Afrik.com : Envie d’exporter le concept à l’extérieur du Togo ? Et si oui, à quels pays pensez-vous déjà ?
Elom20ce : On pense déjà au pays voisin le Ghana, parce que c’est suite à la publicité faite sur le net que nous avons constatés qu’ils ont été les premiers à être accrochés par le concept. D’ailleurs, nous recevrons la visite d’un label ghanéen à nos côtés demain pour le chapitre 4. Et les gens en redemandent. Les messages que nous recevons sur Internet, lors des émissions de radio et de télévision, et le bouche à oreille qui se fait de Lomé sont très positifs. Nous voulons cependant améliorer certains aspects et nous allons nous y atteler dès cette quatrième édition. A savoir avoir une meilleure organisation matérielle, surtout au niveau de la sonorisation et de l’éclairage de la scène. Nous souhaitons aussi plus d’adhésion populaire.
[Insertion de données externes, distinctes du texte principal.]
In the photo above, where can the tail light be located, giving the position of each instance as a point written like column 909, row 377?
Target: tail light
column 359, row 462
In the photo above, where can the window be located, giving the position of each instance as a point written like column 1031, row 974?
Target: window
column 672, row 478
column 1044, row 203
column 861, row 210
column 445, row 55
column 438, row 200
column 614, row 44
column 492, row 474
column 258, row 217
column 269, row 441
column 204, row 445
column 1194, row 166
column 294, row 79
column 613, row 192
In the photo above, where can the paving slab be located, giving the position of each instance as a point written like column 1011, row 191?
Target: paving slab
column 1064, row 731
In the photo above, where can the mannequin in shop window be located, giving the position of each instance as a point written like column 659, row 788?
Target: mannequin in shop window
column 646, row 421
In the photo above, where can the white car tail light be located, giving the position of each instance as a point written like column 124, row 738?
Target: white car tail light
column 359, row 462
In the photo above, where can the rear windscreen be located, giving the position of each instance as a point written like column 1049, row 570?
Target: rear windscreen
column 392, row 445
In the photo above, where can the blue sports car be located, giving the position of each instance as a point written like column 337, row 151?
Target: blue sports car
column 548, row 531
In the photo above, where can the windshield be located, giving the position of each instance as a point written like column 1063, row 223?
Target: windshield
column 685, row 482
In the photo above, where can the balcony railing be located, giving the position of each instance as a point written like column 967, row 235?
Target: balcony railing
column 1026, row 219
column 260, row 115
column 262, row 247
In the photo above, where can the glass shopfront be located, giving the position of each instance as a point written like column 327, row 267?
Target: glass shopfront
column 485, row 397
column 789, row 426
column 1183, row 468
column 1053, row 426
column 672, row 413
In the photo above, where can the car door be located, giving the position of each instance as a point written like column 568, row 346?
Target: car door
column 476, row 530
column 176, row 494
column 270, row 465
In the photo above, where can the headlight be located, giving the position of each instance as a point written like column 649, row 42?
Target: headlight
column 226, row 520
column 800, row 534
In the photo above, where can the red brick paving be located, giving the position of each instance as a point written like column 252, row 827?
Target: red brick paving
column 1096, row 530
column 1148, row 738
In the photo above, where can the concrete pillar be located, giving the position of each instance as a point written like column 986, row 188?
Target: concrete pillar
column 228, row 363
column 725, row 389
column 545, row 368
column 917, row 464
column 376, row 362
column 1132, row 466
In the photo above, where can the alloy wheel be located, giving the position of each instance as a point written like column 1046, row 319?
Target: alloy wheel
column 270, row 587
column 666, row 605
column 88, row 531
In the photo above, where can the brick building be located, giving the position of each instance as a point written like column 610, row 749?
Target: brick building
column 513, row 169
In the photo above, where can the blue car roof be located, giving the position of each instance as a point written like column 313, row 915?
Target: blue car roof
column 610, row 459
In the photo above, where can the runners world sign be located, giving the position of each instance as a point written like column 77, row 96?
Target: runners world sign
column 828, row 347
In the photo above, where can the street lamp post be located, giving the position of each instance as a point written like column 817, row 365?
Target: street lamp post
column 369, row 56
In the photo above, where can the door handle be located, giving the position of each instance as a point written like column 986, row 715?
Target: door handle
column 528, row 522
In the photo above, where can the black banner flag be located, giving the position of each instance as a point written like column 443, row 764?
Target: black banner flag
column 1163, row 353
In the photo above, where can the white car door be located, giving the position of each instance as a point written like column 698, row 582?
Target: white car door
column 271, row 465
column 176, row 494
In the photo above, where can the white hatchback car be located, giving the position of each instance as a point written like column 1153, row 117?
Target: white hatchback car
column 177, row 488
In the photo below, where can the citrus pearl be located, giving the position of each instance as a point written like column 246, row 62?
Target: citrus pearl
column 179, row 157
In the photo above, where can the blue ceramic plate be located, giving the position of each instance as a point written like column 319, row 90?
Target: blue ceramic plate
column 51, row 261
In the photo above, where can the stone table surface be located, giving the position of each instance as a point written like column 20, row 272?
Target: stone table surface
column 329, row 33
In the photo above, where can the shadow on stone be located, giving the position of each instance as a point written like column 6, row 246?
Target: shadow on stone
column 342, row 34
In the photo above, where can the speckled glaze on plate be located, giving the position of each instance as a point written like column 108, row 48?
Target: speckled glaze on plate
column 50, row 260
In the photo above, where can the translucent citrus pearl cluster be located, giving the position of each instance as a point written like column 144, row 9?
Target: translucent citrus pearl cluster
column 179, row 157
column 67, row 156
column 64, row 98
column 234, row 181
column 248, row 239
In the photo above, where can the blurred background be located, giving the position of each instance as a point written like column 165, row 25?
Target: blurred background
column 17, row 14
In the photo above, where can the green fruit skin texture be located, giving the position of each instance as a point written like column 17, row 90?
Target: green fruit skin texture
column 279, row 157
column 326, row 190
Et intéresser les visiteurs au débat de la même manière qu’ils peuvent l’être par le show.
Afrik.com : Qui finance Arctivism ? Une aide de l’Etat est-elle envisageable ?
Elom20ce : Arctivism est le fruit d’un auto-financement et de l’aide de bonnes volontés. Par exemple, ceux qui nous mettent à disposition leur centre culturel ou leur bar gratuitement est une aide non négligeable et je les en remercie. Pour l’aide de l’état, nous y réfléchissons, car on tient aussi à notre indépendance.
Afrik.com : Vous parlez d’indépendance. Justement, comment choisissez-vous les artistes qui vous entourent lors des Arctivism et dont dépend la bonne réussite du show ?
Elom20ce : Ce sont ceux qui, à travers leurs arts, font passer des messages conscients et engagés. Et qui, dans leurs manières de vivre, forcent le respect et donnent envie à la jeune génération de croire à notre message. Il ne faut pas qu’il y est déphasage entre le message de l’art et le comportement citoyen de l’artiste lui-même.
Afrik.com : Comptez-vous arrêtez Arctivism un jour ? Et que ferez-vous alors ?
Elom20ce : On ne compte pas arrêter Arctivism. L’un de mes grands rêves c’est d’expliquer les fondements et la nécessité d’une véritable unité africaine par le biais d’une caravane qui circulerait à travers toute l’Afrique. A l’étape actuelle, notre concept n’est encore qu’à sa phase embryonnaire.